SENHORAS E SENHORES, MENINOS E MENINAS, JOVENS E VELHOS, HÉTEROS E HOMOSSEXUAIS. TRAGO NOVAMENTE PARA VOCES, O REMAKE DAQUELA FANFIC MINHA

O GAROTO DA PROFECIA!!!!!!!!!!!!!!!!!!!!!!!!!!!!!!!!!!!!!!!!!!!!!!!!!!!!!!!!!!!!!!!!!!!!

Asura: VOLLTAMOOOOOOO
Eu: FESSTAAAA


Enfim. cof cof... algumas coisas mudaram, como o nome do personagem principal, um pouco do modo de escrita e alguns outros paranaues ai.

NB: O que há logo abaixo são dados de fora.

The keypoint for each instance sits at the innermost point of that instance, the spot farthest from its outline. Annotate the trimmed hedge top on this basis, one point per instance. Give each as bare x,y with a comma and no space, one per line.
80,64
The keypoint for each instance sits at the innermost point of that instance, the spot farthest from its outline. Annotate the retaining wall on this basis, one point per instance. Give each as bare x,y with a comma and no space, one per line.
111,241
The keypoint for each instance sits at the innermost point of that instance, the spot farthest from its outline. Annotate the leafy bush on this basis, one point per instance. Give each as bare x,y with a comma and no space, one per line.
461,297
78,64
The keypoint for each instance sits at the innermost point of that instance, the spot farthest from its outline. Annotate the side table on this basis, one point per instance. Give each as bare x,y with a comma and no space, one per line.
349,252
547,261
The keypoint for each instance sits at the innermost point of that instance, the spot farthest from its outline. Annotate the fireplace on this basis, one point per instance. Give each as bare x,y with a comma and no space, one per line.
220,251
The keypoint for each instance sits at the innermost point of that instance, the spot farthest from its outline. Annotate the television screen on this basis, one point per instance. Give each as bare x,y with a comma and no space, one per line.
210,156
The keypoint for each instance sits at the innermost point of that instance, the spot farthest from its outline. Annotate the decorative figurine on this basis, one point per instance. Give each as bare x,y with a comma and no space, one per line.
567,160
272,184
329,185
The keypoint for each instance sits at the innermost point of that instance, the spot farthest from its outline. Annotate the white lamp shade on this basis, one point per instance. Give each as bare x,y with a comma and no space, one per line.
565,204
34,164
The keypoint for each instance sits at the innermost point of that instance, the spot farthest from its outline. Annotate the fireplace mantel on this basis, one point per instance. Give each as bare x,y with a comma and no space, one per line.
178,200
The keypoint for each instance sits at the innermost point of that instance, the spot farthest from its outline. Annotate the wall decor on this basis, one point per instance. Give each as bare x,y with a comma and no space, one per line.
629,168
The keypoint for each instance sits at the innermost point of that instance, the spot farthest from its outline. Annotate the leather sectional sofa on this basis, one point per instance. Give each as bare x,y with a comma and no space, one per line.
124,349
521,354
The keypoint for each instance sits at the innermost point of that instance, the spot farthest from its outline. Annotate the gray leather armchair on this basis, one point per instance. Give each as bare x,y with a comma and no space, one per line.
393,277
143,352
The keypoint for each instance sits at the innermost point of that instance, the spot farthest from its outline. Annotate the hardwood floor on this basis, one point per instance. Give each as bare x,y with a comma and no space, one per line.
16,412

enfim voces vao descobrir lendo

BOAA LEITURAA




VOLLTOOOOOOOOO

Capítulo 1 - O Dia em que Minha Vida Mudou


Cap1-O Dia em que Minha Vida Mudou

 

POV: ???

Sangue, gritos, pessoas mortas, o caos se espalhando. Meu corpo doía como se mil agulhas me perfurassem, era uma dor sem fim. Eu sempre disse que iria protege-la, que iria voltar para ela..., mas eu não consegui. E isso é o que mais me irrita, eu fui fraco!

Sempre me disseram que guerras começam quando ambos os lados querem algo em comum. Essa guerra começou com uma perda. A minha perda.

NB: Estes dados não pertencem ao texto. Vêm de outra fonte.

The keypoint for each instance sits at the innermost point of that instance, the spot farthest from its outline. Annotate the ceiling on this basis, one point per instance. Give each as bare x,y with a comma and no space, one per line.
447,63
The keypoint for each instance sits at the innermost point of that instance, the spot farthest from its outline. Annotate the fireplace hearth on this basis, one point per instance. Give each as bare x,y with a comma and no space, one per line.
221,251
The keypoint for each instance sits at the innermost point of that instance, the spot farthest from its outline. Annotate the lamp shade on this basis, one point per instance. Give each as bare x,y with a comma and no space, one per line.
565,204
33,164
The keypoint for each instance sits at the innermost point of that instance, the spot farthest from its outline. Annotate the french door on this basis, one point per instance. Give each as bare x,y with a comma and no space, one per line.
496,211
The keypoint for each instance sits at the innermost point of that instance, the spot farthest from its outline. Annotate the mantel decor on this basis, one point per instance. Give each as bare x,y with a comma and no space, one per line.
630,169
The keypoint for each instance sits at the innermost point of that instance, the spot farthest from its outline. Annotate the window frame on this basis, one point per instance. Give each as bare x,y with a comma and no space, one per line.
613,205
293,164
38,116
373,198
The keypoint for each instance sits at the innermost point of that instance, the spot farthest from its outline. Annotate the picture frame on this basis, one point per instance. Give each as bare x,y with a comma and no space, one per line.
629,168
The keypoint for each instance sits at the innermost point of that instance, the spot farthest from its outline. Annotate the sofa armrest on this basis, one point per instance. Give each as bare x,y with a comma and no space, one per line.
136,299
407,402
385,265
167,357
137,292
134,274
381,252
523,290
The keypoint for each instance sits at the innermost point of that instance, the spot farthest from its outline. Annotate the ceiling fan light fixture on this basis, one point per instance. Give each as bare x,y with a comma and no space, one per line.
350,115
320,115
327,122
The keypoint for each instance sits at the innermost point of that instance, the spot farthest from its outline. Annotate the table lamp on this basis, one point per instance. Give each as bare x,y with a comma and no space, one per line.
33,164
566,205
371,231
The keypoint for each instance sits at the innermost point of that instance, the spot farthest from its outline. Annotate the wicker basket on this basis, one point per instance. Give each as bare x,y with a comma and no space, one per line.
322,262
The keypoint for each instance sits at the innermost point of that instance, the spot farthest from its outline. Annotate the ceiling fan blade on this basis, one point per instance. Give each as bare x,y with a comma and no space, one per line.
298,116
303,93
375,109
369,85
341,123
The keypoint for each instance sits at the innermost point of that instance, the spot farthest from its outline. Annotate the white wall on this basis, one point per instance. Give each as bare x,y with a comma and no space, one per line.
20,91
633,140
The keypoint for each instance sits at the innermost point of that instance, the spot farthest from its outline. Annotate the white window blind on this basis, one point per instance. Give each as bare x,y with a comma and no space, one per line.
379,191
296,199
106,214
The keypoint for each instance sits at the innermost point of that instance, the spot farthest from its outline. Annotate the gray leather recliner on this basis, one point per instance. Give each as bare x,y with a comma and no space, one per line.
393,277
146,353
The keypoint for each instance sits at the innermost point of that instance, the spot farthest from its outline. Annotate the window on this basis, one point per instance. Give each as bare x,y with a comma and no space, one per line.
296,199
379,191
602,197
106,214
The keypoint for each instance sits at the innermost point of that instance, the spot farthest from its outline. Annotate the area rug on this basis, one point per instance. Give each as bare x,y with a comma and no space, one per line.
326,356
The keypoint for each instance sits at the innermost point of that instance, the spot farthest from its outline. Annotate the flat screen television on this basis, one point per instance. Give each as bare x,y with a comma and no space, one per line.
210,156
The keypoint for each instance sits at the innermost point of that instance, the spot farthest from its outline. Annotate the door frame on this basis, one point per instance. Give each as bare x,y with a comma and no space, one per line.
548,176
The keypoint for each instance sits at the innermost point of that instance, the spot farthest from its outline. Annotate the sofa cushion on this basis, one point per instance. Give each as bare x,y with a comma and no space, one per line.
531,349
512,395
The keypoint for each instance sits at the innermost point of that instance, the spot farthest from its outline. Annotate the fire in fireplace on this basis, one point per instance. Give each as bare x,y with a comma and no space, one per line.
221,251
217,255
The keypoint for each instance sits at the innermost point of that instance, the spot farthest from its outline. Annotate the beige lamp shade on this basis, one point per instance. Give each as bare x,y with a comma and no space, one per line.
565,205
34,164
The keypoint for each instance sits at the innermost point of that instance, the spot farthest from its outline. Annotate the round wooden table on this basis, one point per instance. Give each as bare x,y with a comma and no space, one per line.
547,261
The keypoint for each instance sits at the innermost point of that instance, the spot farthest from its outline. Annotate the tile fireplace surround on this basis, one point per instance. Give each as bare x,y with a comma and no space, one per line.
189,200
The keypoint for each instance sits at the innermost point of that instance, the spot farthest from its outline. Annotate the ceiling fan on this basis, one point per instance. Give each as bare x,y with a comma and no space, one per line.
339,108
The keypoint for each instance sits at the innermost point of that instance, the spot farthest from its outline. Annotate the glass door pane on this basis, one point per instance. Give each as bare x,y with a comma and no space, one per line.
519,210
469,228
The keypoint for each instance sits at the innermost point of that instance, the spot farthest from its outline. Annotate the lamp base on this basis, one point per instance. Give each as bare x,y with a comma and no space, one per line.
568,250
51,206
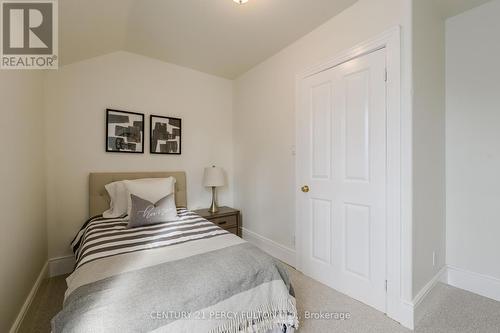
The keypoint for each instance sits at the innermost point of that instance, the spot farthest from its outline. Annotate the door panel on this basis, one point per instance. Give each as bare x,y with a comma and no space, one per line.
341,152
357,126
321,130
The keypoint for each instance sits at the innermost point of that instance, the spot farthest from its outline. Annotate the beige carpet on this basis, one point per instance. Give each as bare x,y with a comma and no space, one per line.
451,310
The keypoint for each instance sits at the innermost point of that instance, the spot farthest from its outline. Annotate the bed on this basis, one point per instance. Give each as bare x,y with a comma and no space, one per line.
170,277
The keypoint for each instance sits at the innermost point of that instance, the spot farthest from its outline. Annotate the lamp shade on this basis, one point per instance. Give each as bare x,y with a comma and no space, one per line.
213,177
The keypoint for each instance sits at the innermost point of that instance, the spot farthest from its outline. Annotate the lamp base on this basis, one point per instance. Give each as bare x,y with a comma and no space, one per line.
213,207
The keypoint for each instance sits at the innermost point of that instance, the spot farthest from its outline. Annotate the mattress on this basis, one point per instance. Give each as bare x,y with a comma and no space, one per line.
183,276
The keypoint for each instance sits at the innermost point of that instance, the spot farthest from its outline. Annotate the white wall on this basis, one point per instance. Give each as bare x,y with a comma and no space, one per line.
23,239
473,140
264,115
429,226
76,98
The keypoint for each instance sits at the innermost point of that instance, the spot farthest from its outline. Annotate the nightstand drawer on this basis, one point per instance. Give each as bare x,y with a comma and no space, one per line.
225,222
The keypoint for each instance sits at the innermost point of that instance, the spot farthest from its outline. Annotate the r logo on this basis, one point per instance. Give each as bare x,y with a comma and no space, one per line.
27,28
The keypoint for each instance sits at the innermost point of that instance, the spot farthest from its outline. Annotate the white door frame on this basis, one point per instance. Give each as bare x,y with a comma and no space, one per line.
398,251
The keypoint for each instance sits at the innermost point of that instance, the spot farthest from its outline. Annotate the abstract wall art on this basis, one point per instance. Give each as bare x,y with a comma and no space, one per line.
124,131
166,135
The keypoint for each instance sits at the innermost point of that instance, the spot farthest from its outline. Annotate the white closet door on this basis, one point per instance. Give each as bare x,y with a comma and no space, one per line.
341,156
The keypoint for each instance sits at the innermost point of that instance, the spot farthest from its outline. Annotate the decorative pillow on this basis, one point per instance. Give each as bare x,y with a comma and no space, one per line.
150,189
119,200
145,212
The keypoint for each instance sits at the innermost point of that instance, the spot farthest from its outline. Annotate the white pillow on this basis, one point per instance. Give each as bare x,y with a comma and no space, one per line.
119,200
151,189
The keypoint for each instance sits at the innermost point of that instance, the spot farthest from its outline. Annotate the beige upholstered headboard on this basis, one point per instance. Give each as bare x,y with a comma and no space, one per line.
99,198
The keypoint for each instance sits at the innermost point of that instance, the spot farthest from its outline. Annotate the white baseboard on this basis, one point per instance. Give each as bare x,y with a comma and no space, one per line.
419,304
29,299
484,285
61,265
276,250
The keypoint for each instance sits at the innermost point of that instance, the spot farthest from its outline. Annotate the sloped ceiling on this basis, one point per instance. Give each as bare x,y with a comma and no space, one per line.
451,8
219,37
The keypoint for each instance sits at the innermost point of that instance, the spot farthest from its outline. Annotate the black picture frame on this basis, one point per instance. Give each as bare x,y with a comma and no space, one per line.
160,133
129,133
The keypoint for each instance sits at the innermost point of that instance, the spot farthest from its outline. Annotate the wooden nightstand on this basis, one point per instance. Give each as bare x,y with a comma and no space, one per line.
227,218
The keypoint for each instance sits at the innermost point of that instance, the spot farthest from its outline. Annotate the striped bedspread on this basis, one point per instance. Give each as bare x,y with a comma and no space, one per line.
184,276
100,237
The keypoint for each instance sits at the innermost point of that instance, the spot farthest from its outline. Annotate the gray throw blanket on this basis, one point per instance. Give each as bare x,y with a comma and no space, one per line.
234,289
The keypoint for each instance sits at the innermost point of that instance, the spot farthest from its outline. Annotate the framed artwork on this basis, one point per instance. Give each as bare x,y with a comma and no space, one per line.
166,135
124,132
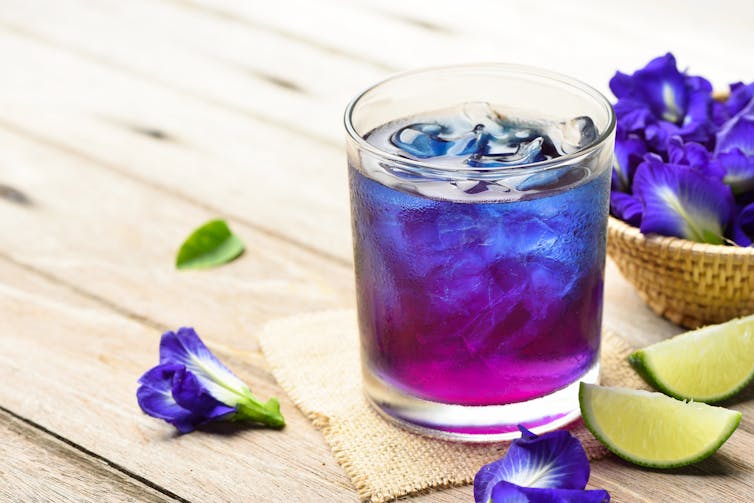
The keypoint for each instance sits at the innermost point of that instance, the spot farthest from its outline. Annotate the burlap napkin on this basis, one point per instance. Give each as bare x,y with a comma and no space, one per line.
315,358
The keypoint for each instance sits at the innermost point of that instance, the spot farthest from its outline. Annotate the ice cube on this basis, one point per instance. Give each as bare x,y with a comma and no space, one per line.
573,135
527,152
420,140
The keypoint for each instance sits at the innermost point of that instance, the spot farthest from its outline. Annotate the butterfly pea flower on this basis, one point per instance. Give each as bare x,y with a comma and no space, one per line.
627,207
739,97
191,387
742,232
680,201
658,101
735,150
629,152
552,467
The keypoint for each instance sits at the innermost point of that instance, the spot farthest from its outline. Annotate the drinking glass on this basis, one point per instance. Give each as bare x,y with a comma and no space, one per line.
479,289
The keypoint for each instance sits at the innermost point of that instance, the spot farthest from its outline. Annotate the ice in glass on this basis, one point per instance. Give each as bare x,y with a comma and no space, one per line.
479,246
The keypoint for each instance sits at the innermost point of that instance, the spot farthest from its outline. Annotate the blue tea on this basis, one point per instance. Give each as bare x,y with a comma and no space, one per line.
476,290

A escuridão foi a última coisa que eu vi. Tudo a minha volta escureceu e um frio doloroso dominou o meu corpo. A dor, era apenas isso que eu sentia naquele momento. A dor de perder algo que ama.

Se para acabar com tudo isso é preciso deixar aquilo me dominar... então não irei me conter.

“Para derrotar um monstro é preciso se tornar um demônio”

 

~~//~~

 

POV: AUTOR

- Edgar! Acorda logo!

Gritava Josh ao lado da cama de seu irmão que dormia como uma pedra. Todo dia era a mesma coisa, não era uma batalha para acordar, mais sim uma guerra!

- Então vai continuar dormindo né seu preguiçoso. – Dizia Josh de um modo ameaçador enquanto cutucava Edgar com o pé. – Foi você que escolheu.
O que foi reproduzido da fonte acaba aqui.